Synj1 is rescued by Scer\GAL4nSyb.PU/SynjUAS.cVa
Synj1 is rescued by Scer\GAL4nSyb.PU/SynjRQ.UAS
Synj2/Synj1 is rescued by Scer\GAL4nSyb.PU/SynjUAS.cVa
Synj2/Synj1 is rescued by Scer\GAL4Toll-6-D42/SynjUAS.cVa
Synj2/Synj1 is rescued by SynjUAS.Tag:HA/Scer\GAL4nSyb.PS
Synj2/Synj1 is rescued by SynjS1029E.UAS.Tag:HA/Scer\GAL4nSyb.PS
Synj1 is rescued by Synj+tCH322-188H18
Synj2/Synj1 is partially rescued by SynjRQ.UAS/Scer\GAL4Toll-6-D42
Synj2/Synj1 is partially rescued by Scer\GAL4nSyb.PU/SynjRQ.UAS
Synj2/Synj1 is partially rescued by SynjS1029A.UAS.Tag:HA/Scer\GAL4nSyb.PS
Synj2/Synj1 is not rescued by SynjCS.UAS/Scer\GAL4Toll-6-D42
The defects observed at the third instar larval neuromuscular junction of Synj1/Synj2 transheterozygotes are fully and partially suppressed by the expression of SynjScer\UAS.cVa and SynjRQ.Scer\UAS, respectively, under the control of Scer\GAL4Toll-6-D42, since both expressions suppress the presynaptic increase in the number of satellite boutons, decrease in endocytosis levels, decrease in synaptic vesicle density under starvation conditions and the failure to sustain neurotransmission under high stimulation conditions, but only the expression of SynjScer\UAS.cVa suppresses the failure to starvation-induce presynaptic mature autophagosomes (detected as fluorescent Atg8 puncta) and autolysosomes (detected as fluorescent Lamp1 puncta) and the increase in presynaptic cisternae density under starvation conditions.

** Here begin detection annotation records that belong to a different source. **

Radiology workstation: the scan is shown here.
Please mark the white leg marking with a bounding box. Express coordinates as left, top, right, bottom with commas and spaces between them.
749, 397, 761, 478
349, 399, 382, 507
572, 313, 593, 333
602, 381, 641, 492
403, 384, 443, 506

Expression of either SynjScer\UAS.T:Ivir\HA1 or SynjS1029E.Scer\UAS.T:Ivir\HA1 under the Scer\GAL4nSyb.PS driver rescues the active synaptic vesicle endocytosis defects as well as the abnormal rapid rundown of evoked excitatory postsynaptic potential amplitude observed in the Synj1/Synj2 mutant larvae upon high frequency stimulation for a prolonged period of time. Expression of SynjS1029A.Scer\UAS.T:Ivir\HA1 fails to rescue the vesicle endocytosis defects but it does restore normal of the postsynaptic potential amplitude.